The Pink Room is accessorized with a pink silk orchid, a pink upholstered bench, a watercolor by Mr. Llana’s 98-year-old grandmother and a five-foot-tall giraffe sculpture made from recycled flip-flops.
“My husband has a slight obsession with giraffes, because he is tall and gangly like a giraffe,” said Mr. Llana, who has a smaller version of the sculpture in his dressing room at the Broadway Theatre.
For the record, the couple do not host just family members; they also host the possessions of family members. Some years ago, when Mr. Llana’s mother, an accomplished cook, downsized from a house to an apartment, she expressed concern on Facebook that it would mean jettisoning her cherished cookbook collection
Mr. Llana swung into action. “I called and told her, ‘Don’t. Don’t let them go. I will pay to put them in storage, because you know someday we might buy a house and we can keep them there.’”

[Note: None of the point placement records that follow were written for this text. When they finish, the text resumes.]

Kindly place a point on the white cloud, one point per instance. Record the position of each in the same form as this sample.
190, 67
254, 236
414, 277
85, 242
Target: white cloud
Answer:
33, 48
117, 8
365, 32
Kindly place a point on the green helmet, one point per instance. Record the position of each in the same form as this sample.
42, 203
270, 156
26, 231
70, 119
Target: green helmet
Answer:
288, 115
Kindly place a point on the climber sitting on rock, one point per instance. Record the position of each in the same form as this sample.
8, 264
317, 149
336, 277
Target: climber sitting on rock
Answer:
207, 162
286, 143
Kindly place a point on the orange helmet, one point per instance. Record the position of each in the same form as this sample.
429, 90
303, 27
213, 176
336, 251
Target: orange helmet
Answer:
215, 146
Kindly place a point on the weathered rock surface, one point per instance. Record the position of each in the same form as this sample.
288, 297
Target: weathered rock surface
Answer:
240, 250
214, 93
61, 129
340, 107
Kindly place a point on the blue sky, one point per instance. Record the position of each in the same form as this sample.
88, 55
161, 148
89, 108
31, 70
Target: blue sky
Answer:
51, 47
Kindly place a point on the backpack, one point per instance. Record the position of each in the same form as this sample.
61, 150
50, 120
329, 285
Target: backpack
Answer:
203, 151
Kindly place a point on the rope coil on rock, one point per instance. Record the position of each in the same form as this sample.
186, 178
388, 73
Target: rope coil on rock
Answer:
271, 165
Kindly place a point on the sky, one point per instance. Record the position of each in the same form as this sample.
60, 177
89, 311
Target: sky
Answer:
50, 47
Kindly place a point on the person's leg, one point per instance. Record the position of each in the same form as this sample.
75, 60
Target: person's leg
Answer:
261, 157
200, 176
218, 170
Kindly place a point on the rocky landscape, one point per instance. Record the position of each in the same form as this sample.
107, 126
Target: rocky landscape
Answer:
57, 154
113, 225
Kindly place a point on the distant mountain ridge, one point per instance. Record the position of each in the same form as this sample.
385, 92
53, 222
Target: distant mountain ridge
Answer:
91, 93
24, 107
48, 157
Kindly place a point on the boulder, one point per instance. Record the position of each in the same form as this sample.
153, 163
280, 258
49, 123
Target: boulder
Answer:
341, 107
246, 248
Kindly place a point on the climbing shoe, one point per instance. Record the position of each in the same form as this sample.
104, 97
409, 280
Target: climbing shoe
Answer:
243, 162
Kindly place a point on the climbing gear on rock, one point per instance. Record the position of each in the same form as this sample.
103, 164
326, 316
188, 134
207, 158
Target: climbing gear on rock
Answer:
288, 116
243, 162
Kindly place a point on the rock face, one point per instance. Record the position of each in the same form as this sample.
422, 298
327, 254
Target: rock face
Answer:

Someday is now. The books, from “Coconut Kitchen” to “The Joy of Cooking,” sit on shelves in the alcove library upstairs, jostling for space with Mr. Llana’s voluminous stash of Playbills, one from every show he has ever seen. On the library walls are small, framed posters of the shows he has appeared in. The spillover — including oversized lobby and front-of-theater placards (a few of them pilfered, but never mind) — is tucked away in the basement.
The heart of the house is the double-height great room. The marine palette (blue and white) is a nod to the location. The fabric that covers the expansive sectional and the ottoman (tweed denim) is a nod to the owners’ “nothing-is-too-precious-here” attitude.
“We want people to be able to sit and not worry that they’re going to put a stain on something,” Mr. Llana said. “Erik will always go for more high-end, aesthetically beautiful, modern pieces. And I’ll be like, ‘Well, is it comfortable?’ and we land somewhere in the middle.”
Toward the end of last year, the couple sold their apartment on East 23rd Street and moved into a one-bedroom rental in NoMad. The death of their beloved Boston terrier, Charlie, was a driver in the decision. “That second bedroom had become a very expensive doggy-day-care room,” Mr. Llana said.
But he and Mr. Rose had also moved a lot of the things they cared about to the house and didn’t need as much space in the city.
“I would never have said we were Hamptons people, until we had more and more friends here who I never would have thought of as Hamptons people either,” Mr. Llana said. “There’s this weird connotation, you know: Hamptons people are this negative thing.”
He continued: “Erik and I both grew up in very middle-class families, if not lower-middle-class. We didn’t have weekend homes; we didn’t have friends who had weekend homes. I was an immigrant. My parents came to the United States with nothing.”
He paused, clearly at pains to get this just right. “But you know, we’re in our late 40s, and both of our careers have really picked up. And I think for the first time we’re saying that we’re allowed to enjoy a little bit of the fruits of our labors and to create something that our families can enjoy.
“What I’m trying to say,” he concluded, “is that we’ve worked hard to get here. So maybe we are Hamptons people after all.”